[John]
If you want to offer "clever" as a signpost of sufficient intelligence between simplistic organisms like amoeba and more sophisticated ones like worms, I'll go along with that. But I couldn't buy the wholesale semantic replacement of one with the other. Arlo?

[Arlo]
Unsure. There are two issues here as I see them. (1) We are talking about a scale; from simple to sophisticated responses, and (2) We are how far down to extend words we apply to these responses.

We disagree on point (2), I'd reserve "intelligence" for those responses made capable by sufficiently-complex neural biology paired with some early (proto) form of social behavior. (This avoids the unnecessary and burdensome distinction between "intelligence" and "intellect").

If I understand Horse correctly, he is suggesting we keep the line here (or around here), but label the responses of simpler biological organisms "clever".

I guess I just don't understand what's the problem with just calling them "biological". So when the wings of a butterfly adapt to blend into its environment, it is a particular biological response afforded to this creature by its particular composition and complexity.

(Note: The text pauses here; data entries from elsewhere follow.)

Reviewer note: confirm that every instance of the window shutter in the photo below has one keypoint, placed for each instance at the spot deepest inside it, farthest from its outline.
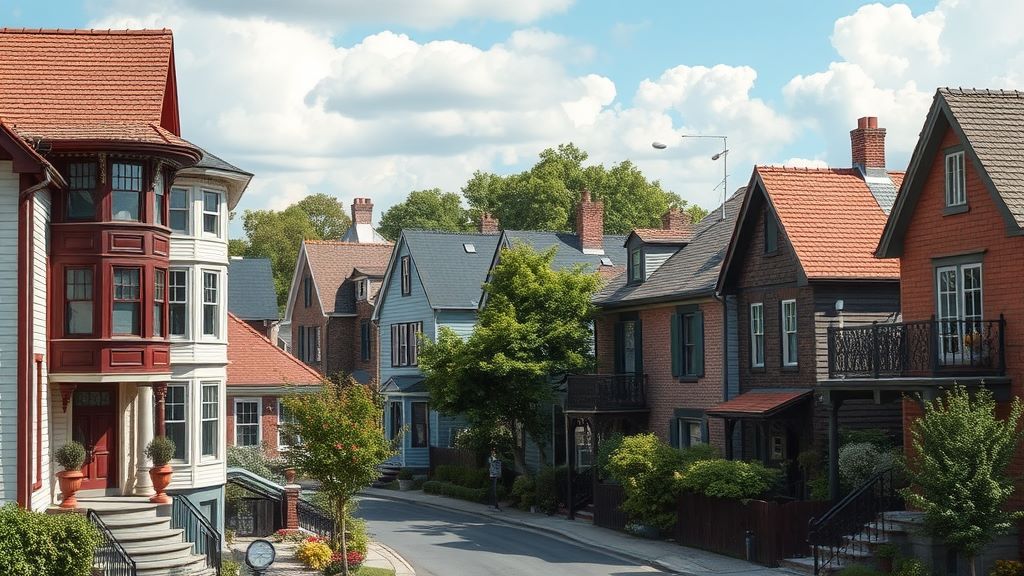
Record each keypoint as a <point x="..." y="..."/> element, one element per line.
<point x="698" y="350"/>
<point x="676" y="344"/>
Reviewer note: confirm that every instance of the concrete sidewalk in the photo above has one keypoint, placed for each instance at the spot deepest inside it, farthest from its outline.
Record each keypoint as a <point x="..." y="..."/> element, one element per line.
<point x="664" y="556"/>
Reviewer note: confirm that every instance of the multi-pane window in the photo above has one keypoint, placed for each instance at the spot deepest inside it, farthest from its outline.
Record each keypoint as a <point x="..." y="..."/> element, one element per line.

When an amoeba pulls away from acid, or a proton pulls towards a neutron, both happen because of the root "value response" of patterns to their environment, but the complexity and sophistication of their response is marked by their biological and inorganic repertoires accordingly.

"Intelligence" is an even higher, much more sophisticated, repertoire of responses enabled by a neural complexity able to support proto-social symbolic encodings.

I will say, too, that in consideration of point (1), dragging "intelligence" down to describe the secretions of an earthworm leaves very little in regard for meaningful understandings of a scale of intelligence. The earthworm simply acts "biologically", within a set of possibility enabled and constrained by its particular complexity and construction. "Intelligent" behavior comes later, an evolutionary facet of a complex biology supporting social participation.